I found and fixed two pretty serious bugs.
1. It turns out that the version of commons-pool we were using for
connection pooling would synchronize the entire object creation. Since
the object we were creating was a socket connection, this means the
entire creation of the tcp/ip connection was synchronized with a
global lock. The same problem effects DBCP. As a result if the
connection timed out, the lock would be held the entire time,
preventing any new connections. Plus we were not setting an explicit
timeout on the connection, and the soTimeout doesn't get used during
the connection either. This problem would manifest if you try to
connect to a non-existant ip, as you will get no response and no other
connections could be created during this period. The fix is to upgrade
to commons pool 1.5, which appears to fix the problem.
This is the second time we have gotten badly burned by commons pool,
and I wonder if it doesn't make sense to just swap in a properly
written ConcurrentMap+BlockingQueue as a substitute. Most of the
configuration options commons pool offers seem to do more harm than
good and the implementation is quite frightening. I have also been
thinking that the dynamic growth of the pool is kind of pointless, it
might make sense to just create all the connections on startup so that
things are immediately in a steady state.
2. We discovered that interrupting socket IO does not actually have
any effect.

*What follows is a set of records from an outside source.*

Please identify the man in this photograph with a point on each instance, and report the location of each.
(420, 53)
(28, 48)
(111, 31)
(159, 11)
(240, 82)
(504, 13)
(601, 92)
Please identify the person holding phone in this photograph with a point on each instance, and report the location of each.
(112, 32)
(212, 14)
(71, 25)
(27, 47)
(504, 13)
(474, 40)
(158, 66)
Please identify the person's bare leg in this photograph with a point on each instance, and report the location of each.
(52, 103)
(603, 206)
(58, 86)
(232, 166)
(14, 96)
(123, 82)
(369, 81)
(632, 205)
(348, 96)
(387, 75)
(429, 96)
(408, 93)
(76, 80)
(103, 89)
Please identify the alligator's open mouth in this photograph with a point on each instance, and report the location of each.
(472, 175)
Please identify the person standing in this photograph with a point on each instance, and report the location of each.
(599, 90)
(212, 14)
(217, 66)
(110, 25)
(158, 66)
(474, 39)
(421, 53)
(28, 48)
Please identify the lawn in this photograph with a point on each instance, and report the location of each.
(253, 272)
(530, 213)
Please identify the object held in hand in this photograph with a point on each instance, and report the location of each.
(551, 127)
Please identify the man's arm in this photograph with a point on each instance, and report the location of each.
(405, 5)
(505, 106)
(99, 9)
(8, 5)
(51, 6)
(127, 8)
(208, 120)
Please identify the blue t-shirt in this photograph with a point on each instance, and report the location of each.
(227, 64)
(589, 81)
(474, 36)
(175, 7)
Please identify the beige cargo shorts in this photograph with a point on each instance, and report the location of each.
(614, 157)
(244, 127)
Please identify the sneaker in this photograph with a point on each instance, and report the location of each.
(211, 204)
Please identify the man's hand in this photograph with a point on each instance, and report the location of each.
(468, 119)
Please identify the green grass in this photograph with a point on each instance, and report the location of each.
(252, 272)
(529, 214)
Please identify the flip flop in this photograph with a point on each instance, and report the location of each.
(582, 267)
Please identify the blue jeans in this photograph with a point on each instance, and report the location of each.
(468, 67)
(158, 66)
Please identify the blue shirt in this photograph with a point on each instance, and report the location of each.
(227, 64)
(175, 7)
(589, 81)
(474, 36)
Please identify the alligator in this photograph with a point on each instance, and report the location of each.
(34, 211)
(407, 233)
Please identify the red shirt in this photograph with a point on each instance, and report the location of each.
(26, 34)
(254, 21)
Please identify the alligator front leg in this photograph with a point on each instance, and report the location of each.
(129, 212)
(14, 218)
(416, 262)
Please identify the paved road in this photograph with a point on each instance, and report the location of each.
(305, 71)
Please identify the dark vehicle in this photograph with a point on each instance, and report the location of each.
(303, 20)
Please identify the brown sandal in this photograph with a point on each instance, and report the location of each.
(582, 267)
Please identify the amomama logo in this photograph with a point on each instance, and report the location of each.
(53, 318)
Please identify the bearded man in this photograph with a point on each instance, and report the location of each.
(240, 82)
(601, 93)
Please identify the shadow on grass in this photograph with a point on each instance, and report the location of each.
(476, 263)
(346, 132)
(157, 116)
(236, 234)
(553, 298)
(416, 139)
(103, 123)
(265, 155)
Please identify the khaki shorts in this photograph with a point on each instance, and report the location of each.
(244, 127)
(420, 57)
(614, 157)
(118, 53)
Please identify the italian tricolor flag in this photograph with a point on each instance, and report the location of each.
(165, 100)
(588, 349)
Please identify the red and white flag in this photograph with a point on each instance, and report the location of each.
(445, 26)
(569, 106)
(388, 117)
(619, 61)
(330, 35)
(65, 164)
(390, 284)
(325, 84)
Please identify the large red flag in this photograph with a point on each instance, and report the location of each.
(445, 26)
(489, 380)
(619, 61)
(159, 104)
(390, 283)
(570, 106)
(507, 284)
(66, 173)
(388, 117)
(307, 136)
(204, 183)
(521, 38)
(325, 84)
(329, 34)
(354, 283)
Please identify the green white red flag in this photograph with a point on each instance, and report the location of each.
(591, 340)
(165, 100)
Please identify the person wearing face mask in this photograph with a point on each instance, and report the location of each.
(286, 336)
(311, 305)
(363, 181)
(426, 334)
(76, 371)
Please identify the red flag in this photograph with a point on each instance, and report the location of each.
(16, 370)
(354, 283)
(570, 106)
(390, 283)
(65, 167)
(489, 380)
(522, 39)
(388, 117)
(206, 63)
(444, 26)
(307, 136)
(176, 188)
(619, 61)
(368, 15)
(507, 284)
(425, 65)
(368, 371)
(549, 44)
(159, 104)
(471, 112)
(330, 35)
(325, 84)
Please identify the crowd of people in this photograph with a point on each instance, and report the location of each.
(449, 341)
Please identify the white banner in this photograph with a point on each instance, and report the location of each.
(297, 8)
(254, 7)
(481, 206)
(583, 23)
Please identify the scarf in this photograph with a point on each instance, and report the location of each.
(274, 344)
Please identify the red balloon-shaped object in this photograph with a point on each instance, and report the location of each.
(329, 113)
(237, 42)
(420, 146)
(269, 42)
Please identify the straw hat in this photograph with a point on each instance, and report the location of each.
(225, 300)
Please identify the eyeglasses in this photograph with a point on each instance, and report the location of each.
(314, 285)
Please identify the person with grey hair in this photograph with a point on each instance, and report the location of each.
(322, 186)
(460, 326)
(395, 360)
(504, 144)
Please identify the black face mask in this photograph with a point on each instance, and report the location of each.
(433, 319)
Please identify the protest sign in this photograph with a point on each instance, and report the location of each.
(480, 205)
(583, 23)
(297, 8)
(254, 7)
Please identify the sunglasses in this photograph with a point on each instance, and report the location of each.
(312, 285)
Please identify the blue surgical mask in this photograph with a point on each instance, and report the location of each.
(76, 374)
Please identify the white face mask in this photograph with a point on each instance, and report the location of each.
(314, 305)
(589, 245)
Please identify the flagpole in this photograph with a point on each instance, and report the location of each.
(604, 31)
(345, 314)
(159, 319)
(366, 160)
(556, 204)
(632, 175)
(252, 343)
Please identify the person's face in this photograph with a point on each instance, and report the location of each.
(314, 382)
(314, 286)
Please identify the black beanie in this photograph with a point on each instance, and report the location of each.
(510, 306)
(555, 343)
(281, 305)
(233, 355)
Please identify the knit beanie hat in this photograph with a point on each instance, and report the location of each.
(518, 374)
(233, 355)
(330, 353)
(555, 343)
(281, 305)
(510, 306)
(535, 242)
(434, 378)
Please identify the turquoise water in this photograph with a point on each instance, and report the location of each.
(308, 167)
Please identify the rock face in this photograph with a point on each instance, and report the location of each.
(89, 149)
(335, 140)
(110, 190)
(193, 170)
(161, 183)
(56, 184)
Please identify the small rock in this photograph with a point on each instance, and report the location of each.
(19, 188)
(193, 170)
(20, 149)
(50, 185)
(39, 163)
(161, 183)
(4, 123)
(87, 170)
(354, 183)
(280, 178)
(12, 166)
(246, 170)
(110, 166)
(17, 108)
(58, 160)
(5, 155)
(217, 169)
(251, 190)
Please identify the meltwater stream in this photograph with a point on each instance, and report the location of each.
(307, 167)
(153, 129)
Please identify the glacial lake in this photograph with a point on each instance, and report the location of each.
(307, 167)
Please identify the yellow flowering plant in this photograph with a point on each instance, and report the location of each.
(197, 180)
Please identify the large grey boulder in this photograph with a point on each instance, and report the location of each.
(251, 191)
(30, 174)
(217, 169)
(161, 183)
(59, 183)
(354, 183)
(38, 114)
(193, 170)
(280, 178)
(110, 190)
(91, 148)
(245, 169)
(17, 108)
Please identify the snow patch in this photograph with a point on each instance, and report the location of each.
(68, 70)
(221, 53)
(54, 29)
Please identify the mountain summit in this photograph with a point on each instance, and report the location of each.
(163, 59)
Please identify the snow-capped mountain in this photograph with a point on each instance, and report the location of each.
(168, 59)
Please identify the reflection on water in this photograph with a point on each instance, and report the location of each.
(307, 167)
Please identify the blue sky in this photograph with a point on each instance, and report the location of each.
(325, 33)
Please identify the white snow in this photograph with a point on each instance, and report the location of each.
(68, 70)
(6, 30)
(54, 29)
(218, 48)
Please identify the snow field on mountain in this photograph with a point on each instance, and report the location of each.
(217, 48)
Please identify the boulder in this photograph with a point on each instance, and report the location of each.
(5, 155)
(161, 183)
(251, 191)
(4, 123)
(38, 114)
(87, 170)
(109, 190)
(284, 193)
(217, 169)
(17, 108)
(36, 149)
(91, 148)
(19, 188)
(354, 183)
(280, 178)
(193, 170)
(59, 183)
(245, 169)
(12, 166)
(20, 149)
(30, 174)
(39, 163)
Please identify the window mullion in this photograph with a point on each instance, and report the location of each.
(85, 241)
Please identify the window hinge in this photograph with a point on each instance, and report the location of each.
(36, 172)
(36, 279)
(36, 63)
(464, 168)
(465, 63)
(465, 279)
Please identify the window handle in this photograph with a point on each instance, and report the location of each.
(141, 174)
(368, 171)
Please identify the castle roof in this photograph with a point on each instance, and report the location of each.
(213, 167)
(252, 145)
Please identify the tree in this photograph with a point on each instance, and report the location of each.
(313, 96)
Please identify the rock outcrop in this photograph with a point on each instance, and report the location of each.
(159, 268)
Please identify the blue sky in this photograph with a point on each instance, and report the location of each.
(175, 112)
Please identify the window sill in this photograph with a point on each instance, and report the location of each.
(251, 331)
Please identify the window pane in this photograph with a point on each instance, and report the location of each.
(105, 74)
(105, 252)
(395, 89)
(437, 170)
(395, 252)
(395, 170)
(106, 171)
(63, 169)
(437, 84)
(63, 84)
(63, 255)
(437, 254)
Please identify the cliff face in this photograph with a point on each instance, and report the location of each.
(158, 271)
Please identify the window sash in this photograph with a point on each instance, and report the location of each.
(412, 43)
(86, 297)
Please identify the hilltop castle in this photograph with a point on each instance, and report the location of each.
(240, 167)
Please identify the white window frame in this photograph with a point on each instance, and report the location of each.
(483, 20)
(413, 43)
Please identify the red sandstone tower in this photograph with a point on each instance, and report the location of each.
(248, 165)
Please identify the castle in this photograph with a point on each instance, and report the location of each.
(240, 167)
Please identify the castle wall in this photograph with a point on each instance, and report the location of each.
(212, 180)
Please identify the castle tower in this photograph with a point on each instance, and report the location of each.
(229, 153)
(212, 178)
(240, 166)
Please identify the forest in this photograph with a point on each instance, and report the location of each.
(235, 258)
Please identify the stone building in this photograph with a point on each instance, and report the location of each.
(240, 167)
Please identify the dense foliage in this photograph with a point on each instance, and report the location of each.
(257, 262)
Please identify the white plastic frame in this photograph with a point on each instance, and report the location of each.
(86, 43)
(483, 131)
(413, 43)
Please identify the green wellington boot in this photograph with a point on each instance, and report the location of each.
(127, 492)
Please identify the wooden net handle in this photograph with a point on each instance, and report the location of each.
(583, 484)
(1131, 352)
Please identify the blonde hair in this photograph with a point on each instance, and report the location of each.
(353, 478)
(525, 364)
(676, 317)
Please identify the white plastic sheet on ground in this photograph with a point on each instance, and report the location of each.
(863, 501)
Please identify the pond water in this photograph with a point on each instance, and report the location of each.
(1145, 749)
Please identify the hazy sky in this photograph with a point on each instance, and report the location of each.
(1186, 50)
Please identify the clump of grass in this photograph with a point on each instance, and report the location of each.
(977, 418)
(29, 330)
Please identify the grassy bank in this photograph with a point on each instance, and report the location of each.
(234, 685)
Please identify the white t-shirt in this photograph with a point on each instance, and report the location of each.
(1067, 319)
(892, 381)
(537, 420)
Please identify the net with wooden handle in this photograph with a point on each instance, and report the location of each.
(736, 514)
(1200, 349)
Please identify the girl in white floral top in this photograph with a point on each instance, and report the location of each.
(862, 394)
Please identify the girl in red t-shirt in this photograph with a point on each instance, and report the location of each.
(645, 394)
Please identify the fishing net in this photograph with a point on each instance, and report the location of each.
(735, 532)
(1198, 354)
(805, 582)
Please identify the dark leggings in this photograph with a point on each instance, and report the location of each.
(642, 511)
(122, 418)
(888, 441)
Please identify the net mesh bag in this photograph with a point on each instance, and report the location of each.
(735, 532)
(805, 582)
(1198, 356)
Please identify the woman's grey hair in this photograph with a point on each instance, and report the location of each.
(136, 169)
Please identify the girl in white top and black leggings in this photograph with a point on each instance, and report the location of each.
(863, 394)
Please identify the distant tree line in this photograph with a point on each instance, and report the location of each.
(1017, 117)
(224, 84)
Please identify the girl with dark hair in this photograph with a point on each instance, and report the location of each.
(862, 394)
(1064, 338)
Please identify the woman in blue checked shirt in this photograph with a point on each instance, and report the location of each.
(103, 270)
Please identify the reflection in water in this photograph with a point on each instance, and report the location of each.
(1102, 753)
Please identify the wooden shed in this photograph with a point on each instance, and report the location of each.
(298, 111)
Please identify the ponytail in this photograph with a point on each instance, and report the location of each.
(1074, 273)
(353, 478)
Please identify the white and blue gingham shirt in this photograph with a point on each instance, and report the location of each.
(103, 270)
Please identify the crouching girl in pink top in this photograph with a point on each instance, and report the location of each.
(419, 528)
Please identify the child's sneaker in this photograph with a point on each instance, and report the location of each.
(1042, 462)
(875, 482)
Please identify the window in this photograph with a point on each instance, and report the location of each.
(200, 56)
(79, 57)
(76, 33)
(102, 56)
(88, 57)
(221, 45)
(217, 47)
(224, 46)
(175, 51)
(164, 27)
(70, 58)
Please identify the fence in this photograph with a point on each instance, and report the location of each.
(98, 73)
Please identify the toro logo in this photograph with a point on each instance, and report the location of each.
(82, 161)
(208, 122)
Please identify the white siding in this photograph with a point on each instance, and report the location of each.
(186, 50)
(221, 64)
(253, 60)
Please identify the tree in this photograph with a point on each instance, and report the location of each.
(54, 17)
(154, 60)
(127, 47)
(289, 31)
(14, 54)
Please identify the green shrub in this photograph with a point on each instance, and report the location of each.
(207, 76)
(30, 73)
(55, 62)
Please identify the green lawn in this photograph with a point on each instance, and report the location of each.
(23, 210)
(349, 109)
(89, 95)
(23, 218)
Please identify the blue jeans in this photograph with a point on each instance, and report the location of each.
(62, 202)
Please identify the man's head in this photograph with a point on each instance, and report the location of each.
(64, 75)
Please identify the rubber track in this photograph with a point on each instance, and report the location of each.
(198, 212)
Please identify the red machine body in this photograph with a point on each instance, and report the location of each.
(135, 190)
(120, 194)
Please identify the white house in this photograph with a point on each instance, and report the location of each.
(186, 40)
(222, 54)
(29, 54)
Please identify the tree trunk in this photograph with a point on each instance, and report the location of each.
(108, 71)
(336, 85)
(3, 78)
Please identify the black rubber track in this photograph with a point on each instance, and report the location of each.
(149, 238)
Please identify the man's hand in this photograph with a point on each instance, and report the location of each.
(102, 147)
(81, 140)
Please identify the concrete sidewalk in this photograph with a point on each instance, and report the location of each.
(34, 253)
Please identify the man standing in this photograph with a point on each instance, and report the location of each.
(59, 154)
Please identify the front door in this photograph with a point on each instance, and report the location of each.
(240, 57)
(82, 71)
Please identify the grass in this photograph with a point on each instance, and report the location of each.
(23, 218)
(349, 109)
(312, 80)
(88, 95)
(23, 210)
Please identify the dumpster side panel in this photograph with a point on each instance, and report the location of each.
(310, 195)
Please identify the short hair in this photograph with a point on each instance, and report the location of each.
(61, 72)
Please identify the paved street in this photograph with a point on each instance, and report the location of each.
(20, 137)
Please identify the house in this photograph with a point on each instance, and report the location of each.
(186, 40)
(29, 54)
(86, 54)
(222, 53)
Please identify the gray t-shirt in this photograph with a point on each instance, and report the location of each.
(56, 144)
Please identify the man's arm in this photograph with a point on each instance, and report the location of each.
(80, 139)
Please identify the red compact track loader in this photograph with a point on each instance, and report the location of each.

As a result the shutdown() method on the SocketServer was
allowing requests on existing connections to continue while the server
was shutting down. This lead to request timeouts during the shutdowns.
The fix is to keep a Map of active sessions and forcefully close the
socket for each active session when shutdown is called to ensure no
active connections are present when we begin shutting down the storage
engines.
Cheers,
-Jay
I think this is platform-dependant, and mostly due to difficulties in
being able to interrupt actual OS-dependant blocking functionality.
And worse than this, not implemented (at least across the board, for
most commonly used blocking operations) on enough platforms to make it
usable.
So yes, unfortunately one can not count on thread.interrupt() to wake
up blocked threads in Java. :-/
(I think this was also something that NIO was hoped to help resolve)
-+ Tatu +-